Showing posts with label political economy. Show all posts
Showing posts with label political economy. Show all posts

Thursday, March 4, 2010

Paul Krugman is a Political Economist!

The New Yorker has published a fascinating profile of Paul Krugman, New York Times op-ed columnist, professor at Princeton University, and winner of the Nobel Prize for Economics in 2008. You know, the usual.

The article is really long, but it is effective in explaining Krugman's evolution from an academic economist doing mainly research to a political economist who tries to explain complex economic theories in layman's terms every week in the NYT.

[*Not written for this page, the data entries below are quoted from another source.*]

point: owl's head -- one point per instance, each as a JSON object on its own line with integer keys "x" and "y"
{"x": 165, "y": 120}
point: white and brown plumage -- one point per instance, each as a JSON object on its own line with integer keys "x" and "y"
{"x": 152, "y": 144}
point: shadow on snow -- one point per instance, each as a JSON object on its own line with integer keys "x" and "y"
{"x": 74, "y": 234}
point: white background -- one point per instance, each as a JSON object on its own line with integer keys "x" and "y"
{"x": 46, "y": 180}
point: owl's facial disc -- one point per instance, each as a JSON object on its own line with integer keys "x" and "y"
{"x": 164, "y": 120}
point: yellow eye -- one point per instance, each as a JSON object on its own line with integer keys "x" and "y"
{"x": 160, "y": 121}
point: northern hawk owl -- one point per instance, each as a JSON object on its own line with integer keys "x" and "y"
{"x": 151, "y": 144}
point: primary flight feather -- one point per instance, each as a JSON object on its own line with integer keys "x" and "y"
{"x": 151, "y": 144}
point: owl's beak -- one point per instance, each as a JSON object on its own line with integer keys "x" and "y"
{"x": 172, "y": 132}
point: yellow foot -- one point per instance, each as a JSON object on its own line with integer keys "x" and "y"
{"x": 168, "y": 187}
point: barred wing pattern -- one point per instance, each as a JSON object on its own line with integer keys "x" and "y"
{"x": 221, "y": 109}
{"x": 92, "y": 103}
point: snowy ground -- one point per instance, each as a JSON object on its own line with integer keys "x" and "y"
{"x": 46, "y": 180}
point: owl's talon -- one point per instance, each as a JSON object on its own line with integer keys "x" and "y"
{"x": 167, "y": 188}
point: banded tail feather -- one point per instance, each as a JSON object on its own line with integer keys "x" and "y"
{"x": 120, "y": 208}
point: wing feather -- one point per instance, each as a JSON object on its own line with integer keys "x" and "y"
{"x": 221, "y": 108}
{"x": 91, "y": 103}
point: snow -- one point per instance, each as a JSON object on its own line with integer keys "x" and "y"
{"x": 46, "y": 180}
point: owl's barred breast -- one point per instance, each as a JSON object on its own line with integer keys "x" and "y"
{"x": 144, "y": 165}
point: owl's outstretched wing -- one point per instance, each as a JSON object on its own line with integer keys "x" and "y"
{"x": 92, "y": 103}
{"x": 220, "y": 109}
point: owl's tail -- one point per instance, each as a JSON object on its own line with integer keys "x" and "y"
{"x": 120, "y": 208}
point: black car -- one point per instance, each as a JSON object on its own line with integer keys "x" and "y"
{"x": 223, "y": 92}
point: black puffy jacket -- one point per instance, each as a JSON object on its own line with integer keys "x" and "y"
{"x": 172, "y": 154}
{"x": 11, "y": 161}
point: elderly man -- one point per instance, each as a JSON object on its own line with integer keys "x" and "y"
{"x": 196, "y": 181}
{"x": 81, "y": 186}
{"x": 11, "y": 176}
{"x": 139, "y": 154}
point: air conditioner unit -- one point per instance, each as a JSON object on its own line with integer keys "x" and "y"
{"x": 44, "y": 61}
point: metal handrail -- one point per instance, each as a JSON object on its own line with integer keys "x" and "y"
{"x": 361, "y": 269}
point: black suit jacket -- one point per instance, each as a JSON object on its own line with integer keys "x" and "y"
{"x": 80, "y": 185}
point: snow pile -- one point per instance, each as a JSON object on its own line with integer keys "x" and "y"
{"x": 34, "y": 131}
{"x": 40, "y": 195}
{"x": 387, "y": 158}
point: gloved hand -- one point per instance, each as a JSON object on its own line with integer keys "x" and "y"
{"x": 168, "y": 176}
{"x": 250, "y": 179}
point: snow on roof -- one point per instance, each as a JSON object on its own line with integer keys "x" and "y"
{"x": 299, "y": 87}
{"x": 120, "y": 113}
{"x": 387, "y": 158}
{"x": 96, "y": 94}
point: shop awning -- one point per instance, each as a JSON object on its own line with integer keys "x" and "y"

Some interesting parts that stood out to me were:
1) His wife: Krugman and Wells met while she was a post-doc at M.I.T., which already says a lot, and she edits all his columns. They are also co-authors on an undergraduate textbook that is coming out shortly, and sound like a really intelligent, balanced couple. She also sounds awesome.
2) His shift from economics to political economy: it sounds fairly obvious to most people now that economics and politics can be very intrinsically linked, but Krugman seems to have "fallen" into the political track rather than actively switched over.
3) The distinction made between "freshwater" and "saltwater" economists: I have never heard this before, and I wonder if the theorists who make this geographic distinction attribute it to anything other than coincidence. Are there geographic factors that would explain these different schools of thought?
Freshwater economists—who live near lakes, particularly at the University of Chicago, but also in Rochester and Minneapolis—are more likely to insist that macroeconomics be based on microeconomic foundations, which is to say that one should study large phenomena like recessions and inflation as functions of the behavior of many perfectly rational individuals.[...] Saltwater economists—who are to be found in coastal areas, especially at M.I.T., Harvard, and Berkeley—are more likely to allow that, at this stage of our understanding, it is excusable to study some macro phenomena without giving a complete account of their causal logic.
The end of the article is a bit hackneyed, especially its concluding sentence, but other than that, it is extremely well-written and informative. Definitely worth the read.